Asterix: Sieg über Cäsar – OT: Astérix et la Surprise de César (1985)

Weiter geht es mit der Filmreihe rund um die widerborstigen Gallier: Da die Frau heute zur ersten Weihnachtsfeier des Jahres ausgeflogen ist, haben wir die Gelegenheit genutzt und „Asterix: Sieg über Cäsar“ in den Player geschoben. Ein weiterer Filmabend, auf den sich speziell zwei Zuschauer sehr gefreut haben…

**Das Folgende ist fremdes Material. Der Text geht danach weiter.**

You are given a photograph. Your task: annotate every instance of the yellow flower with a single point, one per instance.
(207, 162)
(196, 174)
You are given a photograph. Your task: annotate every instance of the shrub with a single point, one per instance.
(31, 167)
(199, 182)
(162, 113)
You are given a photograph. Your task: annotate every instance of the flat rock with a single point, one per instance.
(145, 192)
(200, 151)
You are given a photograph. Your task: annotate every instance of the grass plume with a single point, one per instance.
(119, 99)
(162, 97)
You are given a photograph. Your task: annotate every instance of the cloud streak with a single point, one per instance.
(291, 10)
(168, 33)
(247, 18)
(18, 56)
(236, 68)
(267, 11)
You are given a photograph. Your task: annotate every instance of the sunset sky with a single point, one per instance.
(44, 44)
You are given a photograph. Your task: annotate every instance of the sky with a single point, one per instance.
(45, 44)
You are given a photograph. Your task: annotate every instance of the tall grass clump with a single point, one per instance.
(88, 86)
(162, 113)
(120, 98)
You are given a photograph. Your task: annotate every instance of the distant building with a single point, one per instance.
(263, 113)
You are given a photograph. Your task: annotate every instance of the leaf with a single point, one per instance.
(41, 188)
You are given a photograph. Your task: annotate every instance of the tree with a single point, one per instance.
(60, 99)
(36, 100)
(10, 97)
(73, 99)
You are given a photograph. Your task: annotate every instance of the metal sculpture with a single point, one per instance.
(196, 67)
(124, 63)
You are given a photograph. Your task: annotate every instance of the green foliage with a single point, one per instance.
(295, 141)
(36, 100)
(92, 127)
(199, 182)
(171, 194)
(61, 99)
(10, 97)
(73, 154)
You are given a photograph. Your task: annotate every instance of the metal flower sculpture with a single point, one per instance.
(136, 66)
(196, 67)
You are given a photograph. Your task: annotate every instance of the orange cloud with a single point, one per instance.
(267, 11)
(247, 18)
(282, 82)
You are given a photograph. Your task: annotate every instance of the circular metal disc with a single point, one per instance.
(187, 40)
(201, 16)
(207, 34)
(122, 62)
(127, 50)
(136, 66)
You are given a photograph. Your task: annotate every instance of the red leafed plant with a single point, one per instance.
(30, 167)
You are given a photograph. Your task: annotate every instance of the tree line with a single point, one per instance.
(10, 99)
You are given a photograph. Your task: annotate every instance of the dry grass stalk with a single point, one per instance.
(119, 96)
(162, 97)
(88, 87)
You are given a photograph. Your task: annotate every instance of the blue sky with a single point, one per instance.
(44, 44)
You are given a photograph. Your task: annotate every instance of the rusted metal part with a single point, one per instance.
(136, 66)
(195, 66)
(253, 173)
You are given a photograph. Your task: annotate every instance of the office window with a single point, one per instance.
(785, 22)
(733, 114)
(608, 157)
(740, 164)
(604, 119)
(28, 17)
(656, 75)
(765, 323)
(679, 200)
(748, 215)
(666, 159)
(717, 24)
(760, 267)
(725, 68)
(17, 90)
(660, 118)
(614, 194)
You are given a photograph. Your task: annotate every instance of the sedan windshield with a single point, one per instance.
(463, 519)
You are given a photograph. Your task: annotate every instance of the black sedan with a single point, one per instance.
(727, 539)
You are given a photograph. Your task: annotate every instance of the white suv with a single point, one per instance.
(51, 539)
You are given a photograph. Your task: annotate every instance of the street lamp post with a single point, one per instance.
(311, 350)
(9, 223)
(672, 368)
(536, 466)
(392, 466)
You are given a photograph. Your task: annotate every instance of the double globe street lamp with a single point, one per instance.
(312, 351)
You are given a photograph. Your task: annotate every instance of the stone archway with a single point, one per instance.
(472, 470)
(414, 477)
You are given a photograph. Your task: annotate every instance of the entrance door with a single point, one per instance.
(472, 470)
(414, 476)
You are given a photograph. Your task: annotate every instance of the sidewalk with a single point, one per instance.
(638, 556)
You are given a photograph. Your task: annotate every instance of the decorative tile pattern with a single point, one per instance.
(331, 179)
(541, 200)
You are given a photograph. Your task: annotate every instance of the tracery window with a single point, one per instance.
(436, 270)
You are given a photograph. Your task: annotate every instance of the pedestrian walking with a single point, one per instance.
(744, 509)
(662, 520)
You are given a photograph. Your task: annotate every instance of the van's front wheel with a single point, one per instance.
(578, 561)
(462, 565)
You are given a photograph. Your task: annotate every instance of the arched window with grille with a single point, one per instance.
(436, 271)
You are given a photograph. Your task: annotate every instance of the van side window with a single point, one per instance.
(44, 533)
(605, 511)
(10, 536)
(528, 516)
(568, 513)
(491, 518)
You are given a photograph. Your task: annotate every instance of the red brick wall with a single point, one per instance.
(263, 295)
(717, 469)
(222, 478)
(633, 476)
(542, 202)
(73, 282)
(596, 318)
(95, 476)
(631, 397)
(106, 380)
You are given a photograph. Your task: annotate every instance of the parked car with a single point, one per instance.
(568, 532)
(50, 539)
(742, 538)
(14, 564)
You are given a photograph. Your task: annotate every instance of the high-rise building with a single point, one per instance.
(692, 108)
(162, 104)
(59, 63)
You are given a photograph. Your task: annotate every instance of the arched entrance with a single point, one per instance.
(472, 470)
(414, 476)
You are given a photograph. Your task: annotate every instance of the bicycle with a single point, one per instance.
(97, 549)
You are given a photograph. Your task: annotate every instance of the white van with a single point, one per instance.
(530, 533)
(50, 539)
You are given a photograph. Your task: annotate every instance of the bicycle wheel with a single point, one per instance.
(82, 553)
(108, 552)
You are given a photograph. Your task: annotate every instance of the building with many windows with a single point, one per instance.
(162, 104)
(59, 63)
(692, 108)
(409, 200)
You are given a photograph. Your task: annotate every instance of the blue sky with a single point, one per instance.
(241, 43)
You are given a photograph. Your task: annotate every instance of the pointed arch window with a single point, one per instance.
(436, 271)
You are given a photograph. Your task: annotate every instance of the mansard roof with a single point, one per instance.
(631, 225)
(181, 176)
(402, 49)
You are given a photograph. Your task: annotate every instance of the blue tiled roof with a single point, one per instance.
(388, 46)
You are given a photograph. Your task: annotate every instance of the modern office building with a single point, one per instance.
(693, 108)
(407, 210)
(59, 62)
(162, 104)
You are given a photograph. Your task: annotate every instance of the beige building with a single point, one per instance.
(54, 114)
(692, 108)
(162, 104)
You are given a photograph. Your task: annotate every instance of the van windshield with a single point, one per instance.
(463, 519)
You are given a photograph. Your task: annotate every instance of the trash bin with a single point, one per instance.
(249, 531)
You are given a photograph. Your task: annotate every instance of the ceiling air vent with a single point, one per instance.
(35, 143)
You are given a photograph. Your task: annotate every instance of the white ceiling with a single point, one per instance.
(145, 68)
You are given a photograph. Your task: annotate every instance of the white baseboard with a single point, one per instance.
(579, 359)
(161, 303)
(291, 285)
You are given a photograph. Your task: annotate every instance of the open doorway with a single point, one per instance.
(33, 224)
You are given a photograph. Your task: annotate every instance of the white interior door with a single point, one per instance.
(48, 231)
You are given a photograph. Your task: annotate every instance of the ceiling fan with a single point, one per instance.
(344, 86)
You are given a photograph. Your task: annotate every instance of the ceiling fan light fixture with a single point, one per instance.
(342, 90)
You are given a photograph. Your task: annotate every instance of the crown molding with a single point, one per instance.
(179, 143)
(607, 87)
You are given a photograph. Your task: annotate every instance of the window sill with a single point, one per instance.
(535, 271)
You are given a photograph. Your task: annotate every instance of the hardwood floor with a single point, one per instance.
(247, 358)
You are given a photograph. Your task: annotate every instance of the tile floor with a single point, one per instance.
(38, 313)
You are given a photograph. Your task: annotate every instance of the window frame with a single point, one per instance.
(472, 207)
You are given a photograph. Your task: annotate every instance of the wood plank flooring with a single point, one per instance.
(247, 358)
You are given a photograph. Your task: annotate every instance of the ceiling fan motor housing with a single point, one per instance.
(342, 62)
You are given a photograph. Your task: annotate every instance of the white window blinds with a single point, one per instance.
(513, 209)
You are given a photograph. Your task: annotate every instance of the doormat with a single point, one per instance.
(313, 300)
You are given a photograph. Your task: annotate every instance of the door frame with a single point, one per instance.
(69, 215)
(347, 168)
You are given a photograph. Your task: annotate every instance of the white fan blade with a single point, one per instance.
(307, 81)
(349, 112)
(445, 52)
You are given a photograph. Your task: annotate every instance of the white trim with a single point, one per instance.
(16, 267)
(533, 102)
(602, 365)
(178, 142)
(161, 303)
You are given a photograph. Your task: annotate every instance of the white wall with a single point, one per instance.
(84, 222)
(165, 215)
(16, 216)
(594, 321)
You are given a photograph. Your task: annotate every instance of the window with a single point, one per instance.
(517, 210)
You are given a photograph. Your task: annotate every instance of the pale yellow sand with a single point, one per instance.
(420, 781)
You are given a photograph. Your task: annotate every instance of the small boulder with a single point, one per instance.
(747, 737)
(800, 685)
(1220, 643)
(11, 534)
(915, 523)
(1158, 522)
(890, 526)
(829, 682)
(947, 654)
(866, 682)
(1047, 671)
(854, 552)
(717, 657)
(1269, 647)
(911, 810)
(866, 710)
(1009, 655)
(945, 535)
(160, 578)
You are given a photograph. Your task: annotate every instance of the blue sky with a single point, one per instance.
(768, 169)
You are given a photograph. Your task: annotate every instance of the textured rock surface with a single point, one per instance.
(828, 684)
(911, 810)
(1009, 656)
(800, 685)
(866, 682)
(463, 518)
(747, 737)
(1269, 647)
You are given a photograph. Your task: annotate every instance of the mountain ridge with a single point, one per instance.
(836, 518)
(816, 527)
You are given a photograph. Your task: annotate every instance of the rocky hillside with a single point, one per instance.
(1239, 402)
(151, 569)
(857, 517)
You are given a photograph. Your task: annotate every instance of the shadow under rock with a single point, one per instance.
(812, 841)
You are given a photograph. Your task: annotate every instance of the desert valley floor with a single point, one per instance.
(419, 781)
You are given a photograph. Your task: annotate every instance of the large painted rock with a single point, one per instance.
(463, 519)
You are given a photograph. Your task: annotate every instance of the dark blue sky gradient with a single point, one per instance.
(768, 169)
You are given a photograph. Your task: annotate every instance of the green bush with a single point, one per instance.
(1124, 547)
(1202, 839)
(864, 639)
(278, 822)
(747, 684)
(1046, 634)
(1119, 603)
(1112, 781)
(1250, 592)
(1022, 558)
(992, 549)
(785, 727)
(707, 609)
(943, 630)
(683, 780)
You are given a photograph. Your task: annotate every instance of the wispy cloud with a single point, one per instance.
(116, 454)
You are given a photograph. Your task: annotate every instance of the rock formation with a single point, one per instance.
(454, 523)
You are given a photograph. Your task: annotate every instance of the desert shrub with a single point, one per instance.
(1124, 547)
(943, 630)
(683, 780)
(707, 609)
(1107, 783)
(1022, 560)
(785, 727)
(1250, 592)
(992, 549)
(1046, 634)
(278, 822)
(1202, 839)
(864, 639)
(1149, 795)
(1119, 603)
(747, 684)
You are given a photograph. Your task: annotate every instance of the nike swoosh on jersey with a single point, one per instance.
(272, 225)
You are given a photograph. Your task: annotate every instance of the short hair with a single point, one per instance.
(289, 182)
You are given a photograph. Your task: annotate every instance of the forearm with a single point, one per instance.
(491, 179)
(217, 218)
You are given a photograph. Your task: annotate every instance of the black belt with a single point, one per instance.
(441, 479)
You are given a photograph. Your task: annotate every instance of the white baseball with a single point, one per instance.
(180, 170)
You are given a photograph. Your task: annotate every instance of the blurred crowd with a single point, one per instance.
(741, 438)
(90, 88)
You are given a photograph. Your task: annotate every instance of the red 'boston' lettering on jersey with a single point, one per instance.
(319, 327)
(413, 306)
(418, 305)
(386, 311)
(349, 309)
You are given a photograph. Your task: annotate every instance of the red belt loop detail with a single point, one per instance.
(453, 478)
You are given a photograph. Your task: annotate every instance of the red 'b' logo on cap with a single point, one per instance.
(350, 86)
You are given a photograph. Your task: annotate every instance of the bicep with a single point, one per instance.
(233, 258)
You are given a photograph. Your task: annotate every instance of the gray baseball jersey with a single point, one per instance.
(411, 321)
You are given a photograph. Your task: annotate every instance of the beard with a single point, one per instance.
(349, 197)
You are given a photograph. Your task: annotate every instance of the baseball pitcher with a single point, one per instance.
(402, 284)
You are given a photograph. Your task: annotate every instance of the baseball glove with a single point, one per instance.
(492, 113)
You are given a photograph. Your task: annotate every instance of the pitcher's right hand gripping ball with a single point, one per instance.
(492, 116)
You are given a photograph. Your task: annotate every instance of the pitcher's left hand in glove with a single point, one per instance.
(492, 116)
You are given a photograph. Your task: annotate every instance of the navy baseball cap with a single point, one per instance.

Asterix: Sieg über Cäsar (1985) | © STUDIOCANAL

Asterix: Sieg über Cäsar (1985) | © STUDIOCANAL

Obelix im Liebestaumel

Es ist wirklich erstaunlich: Wenn man die Asterix-Filme am Stück schaut, kann man regelrecht mit ansehen, wie sich die Technik weiterentwickelt. War der direkte Vorgänger „Asterix erobert Rom“ teils noch recht experimentell in seiner Inszenierung, so wirkt der neun Jahre später entstandene „Asterix: Sieg über Cäsar“ fast schon zu professionell. Die Hintergründe, Figuren und Animationen sehen allesamt absolut hochwertig aus und wissen zu begeistern. Dennoch habe ich ein wenig den ungestümen Charme des vorangegangenen Films vermisst.

Auch was die Geschichte angeht, kann „Asterix: Sieg über Cäsar“ leider nicht ganz mit dem Vorgänger mithalten. Mir war der Fokus auf Falbala und Tragicomix zu groß. Dennoch macht es unglaublich viel Spaß, Asterix und Obelix bei ihrem kurzen Einsatz in der Fremdenlegion und der Erkundung Roms zu begleiten. Auch Idefix bekommt endlich einen größeren Auftritt, was für die Kinder zu den spannendsten Momenten geführt hat. Mir selbst waren noch etliche Szenen im Kopf, wenngleich ich diesen Film in meiner eigenen Kindheit auch nicht wirklich oft gesehen habe.

Fazit

Wer die Asterix-Reihe liebt, wird auch mit „Asterix: Sieg über Cäsar“ viel Freude haben. Gerade audiovisuell ist der Film ein Schmaus – und es gibt endlich das Titellied, das ich bei den vorherigen Filmen vermisst habe. Ein echter Ohrwurm. Der nächste Film „Asterix bei den Briten“ ist mir wieder besser im Gedächtnis. Hierfür gibt es jedoch erst einmal völlig verdiente 8/10 Punkte.